THE PHILOSOPHER KINGS by Jo Walton
This sequel to The Just City, continuing the story of the time-traveler philosophers who attempt to create Plato’s Republic in an experiment set up by the goddess Athena, met my very high expectations set by the first book. As usual, I can never guess where Walton is going, but I always enjoy the ride. I don’t want to give away any spoilers but I will say that we get to meet another one of Athena’s relatives in this one.
EVERY HEART A DOORWAY by Seanan McGuire
I’d had this fantasy novella (first in the Wayward Children trilogy) about a boarding school for children who had disappeared into magical worlds and had trouble readjusting when they returned to their old lives on my list for a while, but Amy’s positive review pushed it to the top, just in time for the release of the final book in the series. Can’t wait to read the next one!
HOW I LIVE NOW by Meg Rosoff
This was YA author Rosoff’s debut novel and wow, she started off with a bang. (No pun intended.) Rosoff’s narrator, Daisy, is an anorexic American teen who is sent off to England to stay with cousins just before the start of a massive world war that results in England’s occupation. The details of the war are deliberately left vague, leaving the reader to focus on Daisy’s powerful tale of determination and survival. Sometimes very grim, but so good.

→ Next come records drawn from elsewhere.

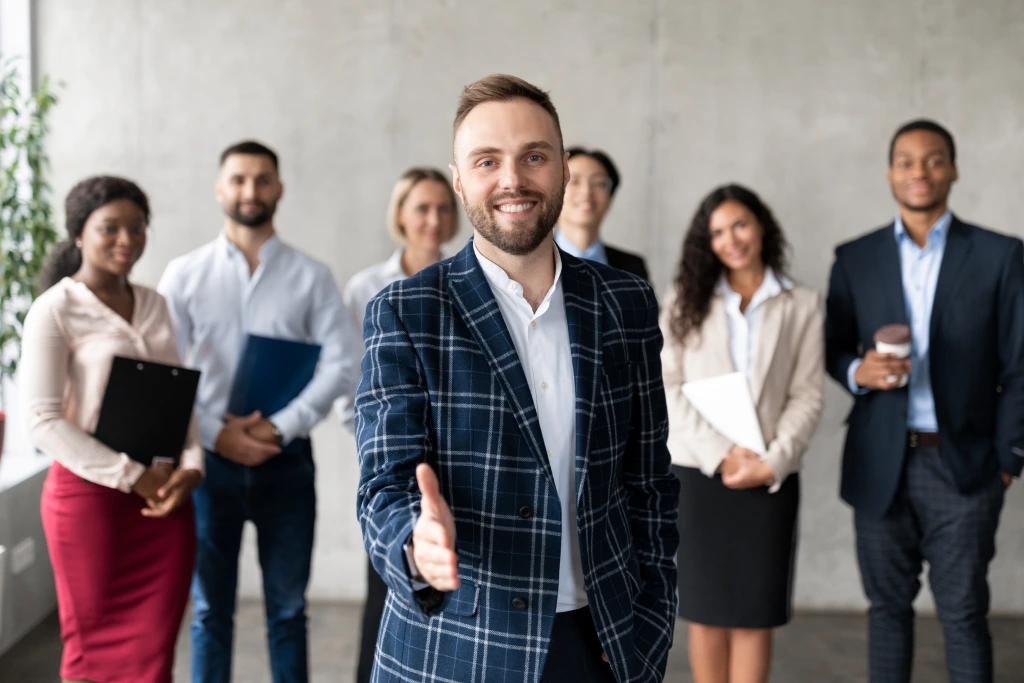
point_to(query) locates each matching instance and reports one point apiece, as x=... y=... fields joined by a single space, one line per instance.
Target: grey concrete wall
x=795 y=97
x=30 y=596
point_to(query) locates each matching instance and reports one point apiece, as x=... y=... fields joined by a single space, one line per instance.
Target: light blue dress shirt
x=595 y=252
x=215 y=302
x=920 y=269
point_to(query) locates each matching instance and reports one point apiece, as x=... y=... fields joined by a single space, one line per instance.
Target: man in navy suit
x=926 y=466
x=516 y=494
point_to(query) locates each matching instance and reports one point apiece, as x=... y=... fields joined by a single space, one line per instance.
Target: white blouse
x=68 y=346
x=363 y=287
x=743 y=326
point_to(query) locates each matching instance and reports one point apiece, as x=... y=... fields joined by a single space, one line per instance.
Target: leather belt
x=928 y=439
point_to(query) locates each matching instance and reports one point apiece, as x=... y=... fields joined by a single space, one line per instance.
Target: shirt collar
x=392 y=266
x=772 y=286
x=936 y=235
x=500 y=282
x=595 y=252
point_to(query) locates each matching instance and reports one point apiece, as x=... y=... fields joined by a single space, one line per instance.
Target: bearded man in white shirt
x=516 y=495
x=259 y=467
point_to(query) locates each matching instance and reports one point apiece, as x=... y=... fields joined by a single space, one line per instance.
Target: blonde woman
x=422 y=216
x=733 y=309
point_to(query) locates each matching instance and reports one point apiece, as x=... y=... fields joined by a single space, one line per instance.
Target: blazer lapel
x=957 y=248
x=773 y=314
x=890 y=274
x=716 y=354
x=471 y=294
x=583 y=314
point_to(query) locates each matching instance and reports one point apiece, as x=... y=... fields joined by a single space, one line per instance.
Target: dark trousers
x=373 y=612
x=954 y=532
x=574 y=652
x=280 y=499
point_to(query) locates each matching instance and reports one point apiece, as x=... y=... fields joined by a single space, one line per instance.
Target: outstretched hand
x=433 y=536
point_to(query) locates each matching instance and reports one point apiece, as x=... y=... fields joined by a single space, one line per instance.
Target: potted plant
x=27 y=229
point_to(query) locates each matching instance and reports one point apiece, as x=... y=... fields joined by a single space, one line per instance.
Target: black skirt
x=736 y=552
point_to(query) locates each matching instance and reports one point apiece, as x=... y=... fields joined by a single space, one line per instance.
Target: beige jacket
x=786 y=380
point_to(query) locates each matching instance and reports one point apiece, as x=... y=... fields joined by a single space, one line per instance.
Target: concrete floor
x=815 y=648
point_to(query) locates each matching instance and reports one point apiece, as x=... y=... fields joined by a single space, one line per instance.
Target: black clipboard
x=146 y=409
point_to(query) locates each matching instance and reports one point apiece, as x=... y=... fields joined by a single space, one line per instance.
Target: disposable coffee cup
x=894 y=339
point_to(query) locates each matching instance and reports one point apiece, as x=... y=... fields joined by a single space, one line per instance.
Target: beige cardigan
x=69 y=343
x=786 y=380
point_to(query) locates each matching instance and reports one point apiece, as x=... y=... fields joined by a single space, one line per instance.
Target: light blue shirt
x=595 y=252
x=214 y=302
x=920 y=268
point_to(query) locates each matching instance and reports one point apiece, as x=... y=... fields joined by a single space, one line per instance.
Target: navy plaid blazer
x=442 y=383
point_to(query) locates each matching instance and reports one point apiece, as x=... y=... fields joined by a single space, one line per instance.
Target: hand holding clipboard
x=271 y=373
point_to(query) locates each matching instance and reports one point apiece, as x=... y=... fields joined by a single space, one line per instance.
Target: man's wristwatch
x=278 y=435
x=414 y=573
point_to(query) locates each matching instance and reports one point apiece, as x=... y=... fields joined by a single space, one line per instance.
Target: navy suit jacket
x=627 y=261
x=442 y=383
x=976 y=358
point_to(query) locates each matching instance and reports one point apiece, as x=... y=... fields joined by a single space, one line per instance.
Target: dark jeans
x=954 y=532
x=574 y=651
x=373 y=612
x=280 y=499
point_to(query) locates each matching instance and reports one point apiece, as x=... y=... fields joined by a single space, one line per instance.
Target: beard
x=525 y=236
x=260 y=217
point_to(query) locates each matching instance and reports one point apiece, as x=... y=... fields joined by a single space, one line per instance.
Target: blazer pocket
x=465 y=600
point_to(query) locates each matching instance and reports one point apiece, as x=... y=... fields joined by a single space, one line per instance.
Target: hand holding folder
x=146 y=410
x=271 y=373
x=725 y=402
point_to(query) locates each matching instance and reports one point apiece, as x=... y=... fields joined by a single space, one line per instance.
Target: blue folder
x=271 y=373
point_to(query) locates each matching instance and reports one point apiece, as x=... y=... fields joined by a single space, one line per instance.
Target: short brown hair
x=502 y=88
x=399 y=194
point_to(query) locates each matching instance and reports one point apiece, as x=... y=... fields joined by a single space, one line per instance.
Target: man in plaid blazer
x=515 y=489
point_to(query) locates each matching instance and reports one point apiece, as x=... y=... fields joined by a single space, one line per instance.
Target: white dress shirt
x=743 y=326
x=215 y=303
x=363 y=287
x=542 y=341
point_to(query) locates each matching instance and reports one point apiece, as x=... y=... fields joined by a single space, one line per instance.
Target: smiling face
x=922 y=173
x=588 y=195
x=248 y=188
x=426 y=218
x=510 y=173
x=114 y=238
x=736 y=236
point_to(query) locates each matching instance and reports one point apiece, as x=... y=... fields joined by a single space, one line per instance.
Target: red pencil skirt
x=122 y=580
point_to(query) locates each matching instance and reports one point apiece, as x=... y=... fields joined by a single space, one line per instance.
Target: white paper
x=725 y=402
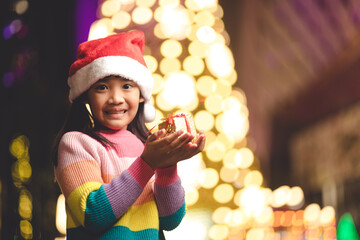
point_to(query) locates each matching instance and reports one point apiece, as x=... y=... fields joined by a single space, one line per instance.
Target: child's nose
x=116 y=97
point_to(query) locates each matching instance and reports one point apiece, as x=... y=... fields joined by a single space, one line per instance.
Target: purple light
x=8 y=32
x=8 y=79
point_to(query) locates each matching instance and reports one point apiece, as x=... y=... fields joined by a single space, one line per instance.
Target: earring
x=90 y=115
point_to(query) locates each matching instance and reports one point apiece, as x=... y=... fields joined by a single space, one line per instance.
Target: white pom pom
x=149 y=112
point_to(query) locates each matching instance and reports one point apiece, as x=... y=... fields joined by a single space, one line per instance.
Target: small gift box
x=178 y=122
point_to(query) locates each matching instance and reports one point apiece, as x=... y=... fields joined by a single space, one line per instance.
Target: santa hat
x=121 y=55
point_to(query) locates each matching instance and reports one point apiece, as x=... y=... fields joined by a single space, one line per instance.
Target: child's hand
x=166 y=151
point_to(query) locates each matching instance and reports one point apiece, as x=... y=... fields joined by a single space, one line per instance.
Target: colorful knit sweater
x=111 y=193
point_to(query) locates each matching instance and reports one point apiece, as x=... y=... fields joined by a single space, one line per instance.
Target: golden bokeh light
x=253 y=178
x=197 y=48
x=179 y=89
x=208 y=178
x=110 y=7
x=121 y=20
x=215 y=151
x=191 y=196
x=171 y=48
x=142 y=15
x=229 y=175
x=280 y=196
x=223 y=193
x=213 y=103
x=206 y=85
x=245 y=159
x=145 y=3
x=169 y=65
x=158 y=83
x=204 y=18
x=220 y=60
x=193 y=65
x=221 y=215
x=218 y=231
x=295 y=197
x=151 y=63
x=206 y=34
x=312 y=212
x=327 y=215
x=204 y=120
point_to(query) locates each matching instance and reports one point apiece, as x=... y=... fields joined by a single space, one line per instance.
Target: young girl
x=119 y=183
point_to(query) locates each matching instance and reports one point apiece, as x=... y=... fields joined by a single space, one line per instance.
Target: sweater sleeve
x=92 y=203
x=170 y=197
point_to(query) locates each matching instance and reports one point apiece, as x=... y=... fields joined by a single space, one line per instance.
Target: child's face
x=114 y=102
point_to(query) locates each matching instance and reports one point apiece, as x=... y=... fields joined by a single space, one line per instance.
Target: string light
x=194 y=72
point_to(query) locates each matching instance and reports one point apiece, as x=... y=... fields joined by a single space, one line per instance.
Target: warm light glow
x=197 y=48
x=223 y=88
x=223 y=193
x=295 y=197
x=219 y=60
x=255 y=234
x=265 y=217
x=245 y=159
x=221 y=215
x=204 y=120
x=253 y=178
x=19 y=146
x=189 y=171
x=215 y=151
x=193 y=65
x=206 y=34
x=101 y=28
x=312 y=213
x=234 y=123
x=169 y=65
x=121 y=20
x=175 y=22
x=252 y=199
x=191 y=195
x=158 y=83
x=179 y=89
x=61 y=215
x=208 y=178
x=142 y=15
x=228 y=174
x=227 y=140
x=204 y=18
x=151 y=63
x=230 y=159
x=171 y=48
x=110 y=7
x=145 y=3
x=206 y=85
x=213 y=103
x=280 y=196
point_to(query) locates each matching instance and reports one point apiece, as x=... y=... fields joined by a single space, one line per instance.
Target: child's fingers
x=156 y=135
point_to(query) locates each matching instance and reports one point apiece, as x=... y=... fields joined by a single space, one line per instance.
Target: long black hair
x=80 y=119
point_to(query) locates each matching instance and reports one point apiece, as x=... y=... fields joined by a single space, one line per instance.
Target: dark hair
x=79 y=119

VIRGINIA WOOLF: A BIOGRAPHY by Quentin Bell
Bell’s biography of his aunt Virginia is the original account of her life, but I didn’t expect to be so charmed by his wry narration. He treats his topic with the casual informality appropriate to a nephew and I only wish he’d written a dozen other Bloomsbury biographies for me to read. This is a great place to start if you’d like a biographical introduction to Woolf and her world.
VANESSA AND HER SISTER by Priya Parmar
This fictionalization of Virginia’s relationship with her sister Vanessa, told in Vanessa’s voice (with occasional letters to and from assorted Bloomsburians) and covering the time period from the beginnings of Bloomsbury up until Virginia’s marriage to Leonard, is another great view into Woolf’s world. I wasn’t sure what to expect, but Parmar does a wonderful job with the characters’ voices and I thoroughly enjoyed it.
THE SORCERER TO THE CROWN by Zen Cho
Okay, Suzanne, you were right and I should have listened to you sooner, and I’m sorry, but also this is how you are going to feel when you finally get around to watching Firefly, I’m just saying.
Zacharias Wythe, freed slave, is not the Sorcerer Royal England expected. (The Society has time-honored standards, you understand, and this whole situation is very … unusual.)
Orphaned witch Prunella is not the proper young lady that Mrs. Daubeney's School for Gentlewitches expected her to become. (Her unladylike knack for magic certainly comes in handy, though.)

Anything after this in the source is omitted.